Sooner or later, we all part ways...
and we have to face a sad goodbye. If not higher education, then marriage or babies, travelling or working overseas, joining the navy etc.
You already miss them terribly, before they’ve even left!
Maybe you are the one leaving, and you face a yawning emptiness in front of you - anyone who has retired, or ending professional work (for a break, or to start a family, etc) may feel the great unknown and the impending ego-crisis quite frightening. You may have identified yourself so much with work (or other societal role) that even the joys that await you are scary because you don't know how you might cope with a change.
A big part of any sad goodbye is that everybody involved must cope with Change.
You may feel depressed and despairing at the looming loneliness or the end of a part of your life.
Depression is actually a way of accepting reality, so then you can move forward.
All change needs the perspective that
Sometimes a change in role means a change in how you see yourself. The people in your now "old life" may have been part of that role, and so they might not belong in your "new" life. This is okay because you need to continue your growth as a human, and not be restricted by old dynamics that those people bring.
Even though you will keep in touch, the intensity of friendship may not be sustainable: being far away, different lives and everyone experiencing new things.
Just remember that you were witnesses to a part of each other's lives and so you will be special, in some way, to each other.
Have some closure… mark this new chapter in your lives that you are all going through, by having an event that is personal and intimate.
Even if it's just a last goodbye to the childhood home.
Are you saying goodbye to a child? These farewell stories will help the young one to find value in their own journey.
Otherwise, a memory filled "Be-loved Pillow" brings the gift of emotional treasures to a child.
Click for ideas to do new things to help you
move on from a sad goodbye, and develop relationships with other people - some people start doing volunteer work once their children leave home, as they needed to be busy with people around them to cope with the loneliness.
New friendships take time so start building them now - but don't neglect that person leaving.

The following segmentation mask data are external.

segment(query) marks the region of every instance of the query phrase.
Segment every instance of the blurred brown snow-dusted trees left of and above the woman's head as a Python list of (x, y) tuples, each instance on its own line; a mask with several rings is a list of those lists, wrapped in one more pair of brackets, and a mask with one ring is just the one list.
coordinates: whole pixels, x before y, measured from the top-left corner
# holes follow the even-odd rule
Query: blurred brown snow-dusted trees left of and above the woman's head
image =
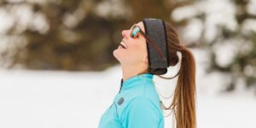
[[(0, 14), (11, 15), (1, 60), (4, 67), (102, 70), (113, 66), (121, 30), (146, 17), (172, 22), (169, 0), (5, 0)], [(9, 20), (7, 21), (9, 22)], [(2, 39), (3, 40), (3, 39)]]

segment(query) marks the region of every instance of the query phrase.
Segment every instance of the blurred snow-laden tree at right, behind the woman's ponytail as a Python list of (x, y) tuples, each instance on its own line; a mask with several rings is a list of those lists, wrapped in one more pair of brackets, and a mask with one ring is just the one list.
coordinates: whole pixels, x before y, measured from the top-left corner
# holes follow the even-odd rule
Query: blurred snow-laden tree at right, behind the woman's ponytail
[(198, 0), (172, 13), (177, 23), (188, 23), (183, 29), (186, 42), (207, 49), (207, 72), (230, 77), (226, 90), (234, 90), (241, 81), (256, 86), (255, 9), (253, 0)]

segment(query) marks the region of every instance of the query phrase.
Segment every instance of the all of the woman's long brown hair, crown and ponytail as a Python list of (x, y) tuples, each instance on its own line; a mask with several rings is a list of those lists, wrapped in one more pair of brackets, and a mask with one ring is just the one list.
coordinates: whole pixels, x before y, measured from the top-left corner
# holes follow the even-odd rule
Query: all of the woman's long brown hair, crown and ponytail
[(162, 79), (178, 77), (171, 106), (165, 107), (163, 102), (160, 103), (164, 110), (172, 110), (177, 128), (195, 128), (195, 59), (191, 51), (180, 43), (175, 28), (168, 22), (165, 25), (170, 66), (177, 65), (177, 52), (181, 53), (182, 58), (177, 75), (172, 78), (159, 76)]

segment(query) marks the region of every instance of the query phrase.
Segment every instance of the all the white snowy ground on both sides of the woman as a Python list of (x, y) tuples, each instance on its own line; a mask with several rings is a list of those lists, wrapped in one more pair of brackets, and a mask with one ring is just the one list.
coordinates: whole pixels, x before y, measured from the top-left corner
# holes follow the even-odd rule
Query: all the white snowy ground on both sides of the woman
[[(195, 56), (203, 57), (203, 51)], [(197, 61), (199, 128), (255, 128), (256, 96), (251, 91), (219, 93), (218, 73), (206, 76)], [(113, 102), (121, 79), (120, 67), (104, 72), (68, 73), (0, 70), (0, 128), (96, 128)], [(155, 78), (155, 81), (159, 79)], [(163, 82), (163, 81), (161, 81)], [(168, 81), (170, 82), (170, 81)], [(163, 82), (165, 83), (165, 82)], [(167, 82), (166, 82), (167, 83)], [(156, 85), (170, 94), (173, 84)], [(166, 118), (166, 128), (171, 127)]]

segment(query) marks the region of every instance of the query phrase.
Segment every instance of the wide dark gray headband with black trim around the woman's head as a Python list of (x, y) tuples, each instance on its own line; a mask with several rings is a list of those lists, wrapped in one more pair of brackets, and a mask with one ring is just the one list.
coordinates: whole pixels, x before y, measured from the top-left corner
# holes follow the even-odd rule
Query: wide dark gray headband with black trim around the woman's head
[(167, 58), (167, 61), (161, 59), (154, 47), (147, 43), (149, 72), (156, 75), (165, 74), (167, 67), (169, 67), (166, 24), (164, 20), (144, 19), (143, 25), (145, 27), (145, 33), (156, 43), (162, 54)]

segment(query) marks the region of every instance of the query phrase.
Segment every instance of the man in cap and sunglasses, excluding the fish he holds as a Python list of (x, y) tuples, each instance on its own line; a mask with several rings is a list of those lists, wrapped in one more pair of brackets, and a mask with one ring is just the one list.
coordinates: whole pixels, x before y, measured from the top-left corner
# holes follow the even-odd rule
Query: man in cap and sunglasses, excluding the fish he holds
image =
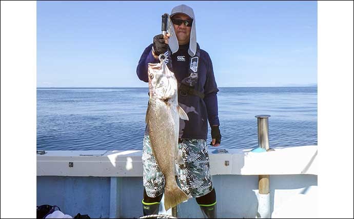
[[(179, 105), (189, 117), (189, 121), (180, 120), (178, 147), (185, 161), (183, 165), (176, 164), (180, 185), (188, 197), (196, 198), (205, 218), (216, 218), (217, 201), (209, 172), (206, 139), (208, 120), (212, 137), (210, 145), (217, 147), (221, 142), (219, 89), (209, 54), (196, 43), (193, 9), (186, 5), (176, 6), (170, 18), (174, 36), (154, 36), (153, 44), (145, 49), (140, 58), (136, 73), (142, 81), (148, 82), (148, 63), (159, 63), (161, 53), (169, 54), (167, 66), (174, 72), (179, 84)], [(178, 44), (172, 45), (173, 40)], [(143, 166), (143, 212), (144, 215), (158, 214), (165, 179), (151, 151), (148, 126), (144, 136)]]

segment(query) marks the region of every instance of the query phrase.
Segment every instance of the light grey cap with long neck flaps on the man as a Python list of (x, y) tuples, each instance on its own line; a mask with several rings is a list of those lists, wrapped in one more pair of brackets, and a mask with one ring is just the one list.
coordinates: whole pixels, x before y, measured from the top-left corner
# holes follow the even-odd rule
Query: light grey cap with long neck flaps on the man
[[(192, 28), (190, 31), (188, 54), (190, 56), (194, 56), (196, 53), (196, 34), (195, 34), (195, 17), (194, 17), (193, 9), (187, 5), (176, 6), (172, 9), (170, 17), (172, 17), (174, 14), (177, 14), (177, 13), (186, 14), (190, 18), (193, 19)], [(178, 39), (176, 37), (176, 34), (174, 33), (174, 30), (173, 30), (172, 36), (169, 39), (168, 45), (169, 45), (172, 53), (177, 52), (179, 49)]]

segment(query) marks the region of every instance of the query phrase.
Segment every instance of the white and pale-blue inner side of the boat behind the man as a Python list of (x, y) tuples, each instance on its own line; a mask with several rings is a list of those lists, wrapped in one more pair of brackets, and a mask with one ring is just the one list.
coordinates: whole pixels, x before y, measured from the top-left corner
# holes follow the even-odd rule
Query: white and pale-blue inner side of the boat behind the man
[[(279, 147), (254, 153), (209, 150), (219, 218), (256, 218), (258, 175), (270, 175), (272, 218), (317, 216), (318, 146)], [(142, 151), (46, 151), (37, 155), (37, 205), (91, 218), (143, 215)], [(192, 198), (177, 207), (180, 218), (203, 218)], [(165, 211), (163, 200), (160, 214)]]

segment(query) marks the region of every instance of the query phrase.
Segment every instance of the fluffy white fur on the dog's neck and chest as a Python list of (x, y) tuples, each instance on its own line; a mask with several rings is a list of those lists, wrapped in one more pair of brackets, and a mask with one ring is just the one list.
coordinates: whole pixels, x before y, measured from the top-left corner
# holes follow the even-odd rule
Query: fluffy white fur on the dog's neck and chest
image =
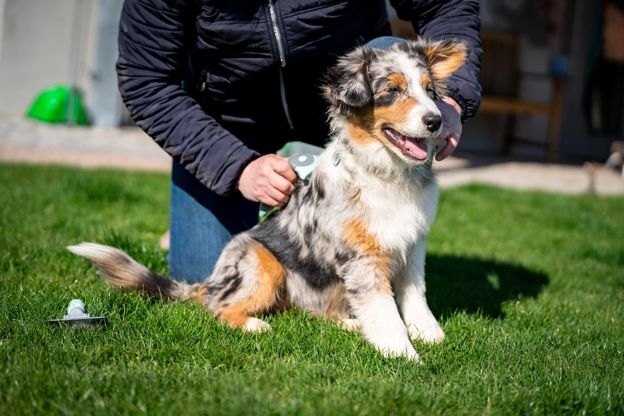
[[(336, 150), (340, 155), (337, 166), (333, 164)], [(329, 193), (343, 199), (335, 213), (342, 221), (361, 218), (380, 246), (406, 254), (412, 244), (426, 236), (436, 216), (436, 180), (423, 181), (419, 171), (406, 171), (383, 146), (368, 148), (366, 154), (373, 155), (371, 164), (365, 155), (354, 155), (334, 141), (319, 158), (316, 169), (323, 173)], [(378, 166), (384, 169), (374, 168)]]

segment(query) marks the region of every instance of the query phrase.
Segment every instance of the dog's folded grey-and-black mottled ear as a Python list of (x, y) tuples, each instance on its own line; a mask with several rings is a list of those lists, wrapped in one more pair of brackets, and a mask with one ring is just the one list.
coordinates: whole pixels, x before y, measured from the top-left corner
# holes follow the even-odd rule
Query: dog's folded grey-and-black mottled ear
[(368, 65), (373, 54), (371, 47), (359, 46), (328, 69), (325, 96), (341, 112), (350, 114), (373, 99), (373, 87), (368, 74)]

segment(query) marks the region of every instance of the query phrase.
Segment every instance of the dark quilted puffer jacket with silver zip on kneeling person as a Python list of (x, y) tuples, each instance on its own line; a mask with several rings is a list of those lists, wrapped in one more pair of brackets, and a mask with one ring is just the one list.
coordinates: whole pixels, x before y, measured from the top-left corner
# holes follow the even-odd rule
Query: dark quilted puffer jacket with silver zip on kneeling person
[[(480, 102), (478, 1), (395, 0), (432, 39), (472, 57), (449, 80), (465, 121)], [(119, 89), (130, 114), (204, 185), (232, 195), (242, 169), (289, 140), (327, 138), (318, 86), (337, 54), (389, 35), (383, 0), (125, 0)]]

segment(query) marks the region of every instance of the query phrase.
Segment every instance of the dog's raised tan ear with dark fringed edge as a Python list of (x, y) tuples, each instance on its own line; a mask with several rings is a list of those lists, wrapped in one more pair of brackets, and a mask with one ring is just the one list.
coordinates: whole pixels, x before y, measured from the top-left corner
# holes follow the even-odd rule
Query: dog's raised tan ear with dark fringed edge
[(470, 46), (459, 39), (449, 39), (430, 42), (422, 52), (431, 74), (439, 80), (445, 80), (464, 65), (470, 54)]

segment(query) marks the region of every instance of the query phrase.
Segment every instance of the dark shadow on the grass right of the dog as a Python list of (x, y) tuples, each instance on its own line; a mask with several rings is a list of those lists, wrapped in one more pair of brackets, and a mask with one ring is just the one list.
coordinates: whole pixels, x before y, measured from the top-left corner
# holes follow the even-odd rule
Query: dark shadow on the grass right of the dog
[(503, 302), (535, 297), (548, 283), (545, 274), (516, 264), (437, 254), (427, 254), (425, 279), (436, 317), (455, 311), (503, 317)]

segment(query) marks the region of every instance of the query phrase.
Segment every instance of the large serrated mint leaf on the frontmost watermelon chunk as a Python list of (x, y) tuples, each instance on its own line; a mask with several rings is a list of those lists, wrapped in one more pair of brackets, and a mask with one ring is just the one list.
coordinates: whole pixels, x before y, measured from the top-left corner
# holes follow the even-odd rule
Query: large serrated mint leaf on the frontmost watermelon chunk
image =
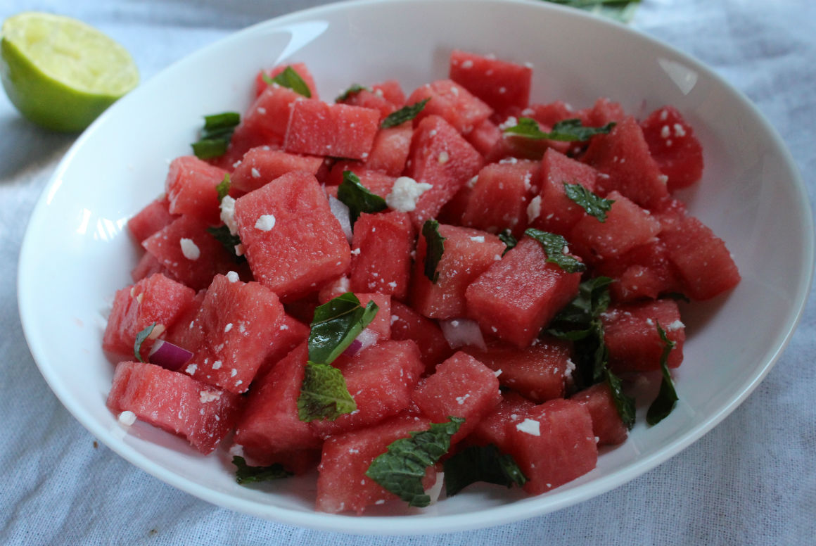
[(464, 423), (461, 417), (449, 417), (447, 423), (432, 423), (428, 430), (410, 433), (388, 446), (388, 451), (371, 461), (366, 476), (391, 491), (408, 506), (428, 506), (422, 480), (425, 470), (450, 450), (450, 437)]

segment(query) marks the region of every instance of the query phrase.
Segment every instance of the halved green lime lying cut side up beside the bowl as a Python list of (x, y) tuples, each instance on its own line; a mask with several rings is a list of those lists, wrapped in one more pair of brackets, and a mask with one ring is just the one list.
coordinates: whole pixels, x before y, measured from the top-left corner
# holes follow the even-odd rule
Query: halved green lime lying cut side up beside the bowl
[(2, 25), (0, 77), (11, 102), (31, 121), (82, 131), (139, 83), (124, 47), (82, 21), (25, 12)]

It’s good to challenge yourself to find more friends because in any good relationship, you can find yourself getting lazy with meeting new people, because you don’t ‘need’ them. In fact, the space people leave behind when they go means an opportunity to connect with someone who can bring more and better experiences into your life - so get out there and choose who you want to invite in!
Everyone enriches their own lives with more experiences (both the people leaving and those staying behind), and these can still be shared. Make sure you keep in touch, so you won't be missing out.
Want to indulge in a good cry,
wallow in tears?
Explore our goodbye songs.
If you find that you are still almost grief-stricken with loss, or that you think about the farewelled person 'too much', then send that person some positive energy.
If you're going to think about that person constantly, you might as well do something constructive with it!
Show them their worth with a tribute.
And finally, a word for those who are actually Not looking for an end to what can only be called grief. Yes, you are grieving. That's okay. You might feel shattered. This is the truth of your experience. You may feel that you could never feel joy again. While this is what it looks like now, in time you will find you can cope with both the grief and living in life at the same time. So most of the ideas earlier in this page are completely unappealing right now - that is fine.
If you are not ready to move on, that is okay too. I only suggest you find someone or a group that deals with a similar loss to you, as everybody's grief is different for each different type of loss, and these people will support your grieving, and help you with your relationship in grief with the person who left.
I also suggest that you focus on self-care: eating well, resting, acknowledging your feelings and energy levels, releasing the tears when they need to come. If nothing can bring that person back, then self-love will at least return you back to yourself. Be gentle to yourself. Be kind to yourself. A great resource for learning to do that is hayhouseradio.com, which can help you on the path to emotional wellness instead of you turning to an addiction to numb pain. Remember that you are a loveable person deserving of all good things in life - someone leaving you is not a reflection of your lovableness, it is just an event in life that has many complex facets and none of those facets has anything to do with your lovableness, which is irrefutable. You will find a connection again, but until then, take one step at a time, and focus on loving you.
One reason we do not want to move on from grief, is that in grief we feel so much the depth of love we are capable of. It is terrible and beautiful at the same time. It is like a deep well that we try to find the bottom, only to find there is no bottom, in this deep well of love. And in the grief we feel that this is the only place to find that love which connects us to the person who left. It is a wonderful and heart-breaking part of being human, and when you have seen this about yourself, you see everyone differently.
With grief, the only way is through. I wish you compassionate blessings for the experience you are having, I am sorry for your loss, and hope this site has helped you today.